Too many gone on too soon

Published 1:06 am Wednesday, January 23, 2013

It’s been sad over the way in my old hometown. In a short time, the community bid farewell to friends gone too soon it seemed.

Some of those who passed lived in Opp. Others called new places home, but a shadow of their time in town lingered with those who knew them.

I heard of each loss and felt shock and sadness like everyone else. First, it was the boy who lived up the street from us. Well actually, he lived up the alley. That was how we got to each other’s backyards, through the alley that ran behind our houses.

He played with my younger brothers and the other neighborhood kids. After they grew up and moved on, many of them remained friends, exchanging hellos now and then from the different places they called home.

He became a successful architect, creating beautiful buildings that are now his legacy. When he died Christmas Day, the town he once lived in and the friends who grew up with him mourned his passing. I, like them, felt it too, the feeling that a life ended too early.

Then I read about the death of a classmate. She was a few years older and one of the girls us younger ones looked up to. I still picture her wearing saddle oxfords with white knee socks, a bright plaid skirt and a button-down collar shirt.

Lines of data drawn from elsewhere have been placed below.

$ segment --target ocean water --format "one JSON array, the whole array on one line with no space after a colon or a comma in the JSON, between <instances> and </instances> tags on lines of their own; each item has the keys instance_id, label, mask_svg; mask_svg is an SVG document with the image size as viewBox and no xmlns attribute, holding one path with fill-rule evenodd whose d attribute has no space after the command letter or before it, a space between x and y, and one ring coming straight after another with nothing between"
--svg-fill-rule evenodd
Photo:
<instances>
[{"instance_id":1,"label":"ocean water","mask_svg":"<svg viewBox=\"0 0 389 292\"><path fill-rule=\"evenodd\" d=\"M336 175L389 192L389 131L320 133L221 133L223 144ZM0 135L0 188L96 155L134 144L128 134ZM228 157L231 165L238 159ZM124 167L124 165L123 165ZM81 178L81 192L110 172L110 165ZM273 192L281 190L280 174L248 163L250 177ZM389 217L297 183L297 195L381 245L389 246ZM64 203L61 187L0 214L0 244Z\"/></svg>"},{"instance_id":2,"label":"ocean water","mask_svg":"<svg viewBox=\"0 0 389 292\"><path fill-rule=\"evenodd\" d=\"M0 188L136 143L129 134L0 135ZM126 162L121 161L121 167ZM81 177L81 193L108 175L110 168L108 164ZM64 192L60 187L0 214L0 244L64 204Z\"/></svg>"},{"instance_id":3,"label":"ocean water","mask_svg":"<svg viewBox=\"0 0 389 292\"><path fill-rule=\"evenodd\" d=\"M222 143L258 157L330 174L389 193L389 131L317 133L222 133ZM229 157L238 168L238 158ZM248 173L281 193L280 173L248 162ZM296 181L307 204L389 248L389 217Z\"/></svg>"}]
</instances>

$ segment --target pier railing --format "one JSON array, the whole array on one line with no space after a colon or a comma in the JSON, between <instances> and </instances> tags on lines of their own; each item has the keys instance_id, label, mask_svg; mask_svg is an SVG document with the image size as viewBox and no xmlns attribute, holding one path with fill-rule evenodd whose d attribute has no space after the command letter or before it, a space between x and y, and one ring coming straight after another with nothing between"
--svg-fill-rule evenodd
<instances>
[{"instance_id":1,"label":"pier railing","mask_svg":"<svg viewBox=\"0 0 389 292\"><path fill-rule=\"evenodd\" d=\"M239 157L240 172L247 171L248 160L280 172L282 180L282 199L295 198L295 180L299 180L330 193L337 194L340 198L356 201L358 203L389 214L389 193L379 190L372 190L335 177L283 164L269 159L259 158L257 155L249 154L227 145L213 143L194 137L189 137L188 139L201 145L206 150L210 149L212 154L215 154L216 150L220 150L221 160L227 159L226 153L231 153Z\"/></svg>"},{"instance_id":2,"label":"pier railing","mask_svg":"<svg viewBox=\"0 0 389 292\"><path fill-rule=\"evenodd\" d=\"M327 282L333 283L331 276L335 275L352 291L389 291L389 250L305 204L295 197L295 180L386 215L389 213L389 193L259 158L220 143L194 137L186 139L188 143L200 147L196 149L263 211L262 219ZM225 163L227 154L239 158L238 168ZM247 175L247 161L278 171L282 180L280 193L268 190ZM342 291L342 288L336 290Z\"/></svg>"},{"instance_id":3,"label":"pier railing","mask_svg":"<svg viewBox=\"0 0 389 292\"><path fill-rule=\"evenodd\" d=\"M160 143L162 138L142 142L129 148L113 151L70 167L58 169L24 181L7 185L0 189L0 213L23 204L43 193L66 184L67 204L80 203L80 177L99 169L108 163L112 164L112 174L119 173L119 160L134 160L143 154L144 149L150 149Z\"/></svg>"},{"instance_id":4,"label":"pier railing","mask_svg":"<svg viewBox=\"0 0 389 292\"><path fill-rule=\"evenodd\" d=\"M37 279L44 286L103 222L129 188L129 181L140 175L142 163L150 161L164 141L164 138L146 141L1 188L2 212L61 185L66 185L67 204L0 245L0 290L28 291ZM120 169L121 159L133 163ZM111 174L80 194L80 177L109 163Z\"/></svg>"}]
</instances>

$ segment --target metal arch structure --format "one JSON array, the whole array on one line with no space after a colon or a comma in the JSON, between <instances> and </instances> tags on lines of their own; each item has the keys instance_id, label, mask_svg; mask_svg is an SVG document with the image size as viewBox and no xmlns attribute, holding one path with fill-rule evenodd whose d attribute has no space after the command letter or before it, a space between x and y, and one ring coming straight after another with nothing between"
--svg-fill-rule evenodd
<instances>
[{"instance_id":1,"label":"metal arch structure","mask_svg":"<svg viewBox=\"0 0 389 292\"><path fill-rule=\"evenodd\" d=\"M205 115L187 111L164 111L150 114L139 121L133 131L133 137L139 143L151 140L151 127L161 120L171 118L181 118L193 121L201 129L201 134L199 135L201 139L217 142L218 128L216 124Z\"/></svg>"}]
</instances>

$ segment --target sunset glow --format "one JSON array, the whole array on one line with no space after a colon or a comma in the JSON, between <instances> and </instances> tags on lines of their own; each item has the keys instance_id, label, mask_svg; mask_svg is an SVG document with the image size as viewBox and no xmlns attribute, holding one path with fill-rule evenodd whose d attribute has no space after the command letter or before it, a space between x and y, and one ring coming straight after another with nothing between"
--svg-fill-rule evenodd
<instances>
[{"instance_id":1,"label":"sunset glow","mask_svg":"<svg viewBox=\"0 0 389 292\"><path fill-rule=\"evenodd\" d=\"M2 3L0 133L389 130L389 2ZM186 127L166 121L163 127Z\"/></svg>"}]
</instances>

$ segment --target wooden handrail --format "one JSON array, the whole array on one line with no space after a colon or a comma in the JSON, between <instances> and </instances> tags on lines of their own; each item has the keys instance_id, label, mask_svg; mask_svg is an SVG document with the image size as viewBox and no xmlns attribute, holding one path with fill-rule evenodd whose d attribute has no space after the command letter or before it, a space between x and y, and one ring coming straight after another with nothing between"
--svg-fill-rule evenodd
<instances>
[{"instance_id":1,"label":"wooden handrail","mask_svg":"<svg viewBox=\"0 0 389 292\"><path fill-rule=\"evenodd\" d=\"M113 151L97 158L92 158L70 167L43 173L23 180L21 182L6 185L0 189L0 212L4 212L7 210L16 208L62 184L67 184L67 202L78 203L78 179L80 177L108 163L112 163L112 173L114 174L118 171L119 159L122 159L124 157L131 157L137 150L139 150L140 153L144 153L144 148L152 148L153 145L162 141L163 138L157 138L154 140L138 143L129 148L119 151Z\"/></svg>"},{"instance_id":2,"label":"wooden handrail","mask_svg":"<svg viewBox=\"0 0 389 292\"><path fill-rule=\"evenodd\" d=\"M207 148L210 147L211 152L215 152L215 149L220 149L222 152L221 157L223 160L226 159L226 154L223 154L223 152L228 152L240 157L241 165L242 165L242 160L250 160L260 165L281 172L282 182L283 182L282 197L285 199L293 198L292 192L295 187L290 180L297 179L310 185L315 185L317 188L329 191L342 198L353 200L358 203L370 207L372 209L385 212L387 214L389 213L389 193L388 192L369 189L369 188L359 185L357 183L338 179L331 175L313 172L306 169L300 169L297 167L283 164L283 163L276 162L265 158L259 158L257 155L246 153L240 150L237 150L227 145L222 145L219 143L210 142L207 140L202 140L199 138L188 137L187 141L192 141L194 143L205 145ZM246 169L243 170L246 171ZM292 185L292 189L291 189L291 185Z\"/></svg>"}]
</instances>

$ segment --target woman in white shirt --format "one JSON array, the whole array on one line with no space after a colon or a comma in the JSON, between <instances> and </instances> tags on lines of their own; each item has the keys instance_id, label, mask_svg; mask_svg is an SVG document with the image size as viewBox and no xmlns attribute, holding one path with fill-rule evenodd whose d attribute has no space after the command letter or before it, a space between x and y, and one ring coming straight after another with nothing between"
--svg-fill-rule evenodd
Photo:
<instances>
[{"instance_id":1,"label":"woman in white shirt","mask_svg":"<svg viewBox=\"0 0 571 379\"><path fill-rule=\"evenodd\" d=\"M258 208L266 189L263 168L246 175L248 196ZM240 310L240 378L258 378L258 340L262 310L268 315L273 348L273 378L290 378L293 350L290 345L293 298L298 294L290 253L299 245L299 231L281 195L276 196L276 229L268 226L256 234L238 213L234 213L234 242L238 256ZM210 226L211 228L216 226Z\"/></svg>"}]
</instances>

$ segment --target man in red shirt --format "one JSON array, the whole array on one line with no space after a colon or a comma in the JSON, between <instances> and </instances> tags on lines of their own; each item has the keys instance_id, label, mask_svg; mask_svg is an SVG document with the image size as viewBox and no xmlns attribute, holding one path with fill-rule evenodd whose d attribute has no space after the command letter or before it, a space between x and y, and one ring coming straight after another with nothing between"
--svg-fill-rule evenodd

She was one of the popular ones, one of the in-crowd, a cheerleader. She was also the girl who had a smile for everyone and did her best to make people feel comfortable. Now, she too is gone, leaving us to remember her with smiles and sweet memories.

I did not know the young firefighter who passed away, but he was my mother’s across-the-street neighbor. She spoke of how kind he was and how he was willing to help out anyone in the neighborhood. She talked about his young wife and the plans the couple had for the house they were renovating.

His death shook the community to its core, but also brought many kind words about the way this young man lived and how he touched so many people in his short lifetime.

Next it was my sweet friend who once sat behind the welcoming desk at the Opp Chamber of Commerce. Oh the lovely conversations we had when I worked in Opp. I remember her marrying the man she loved beyond words. How happy she was as she started her life with him.

I followed her progress as she struggled to clear her body of disease. I felt the joy when it seemed she moved past illness to restored health. She was a light in this world, giving love and hope and praise to her creator every day of her life. She slipped from life silently, leaving us to feel our loss but to rejoice in having known her.

Finally, my dear friend’s older brother left this world and moved on to the next one. He was my elder by several years and when I was a kid playing at my friend’s house, I thought he was maybe the cutest boy I’d ever seen. Later in life he took up barbering and like all of us, he got older. Still, he had that smile and those sparkling eyes of the boy the girls labeled good looking. He too completed his journey, leaving behind family and friends who feel the sadness of his passing.

As I thought about the losses, the good people to whom Opp bid farewell these past few weeks, I wanted something to express how we feel as we say goodbye. I found these words written by a mostly unknown poet. They spoke to me, to how I feel as I remember the ones who walked with us for a while and moved on so soon.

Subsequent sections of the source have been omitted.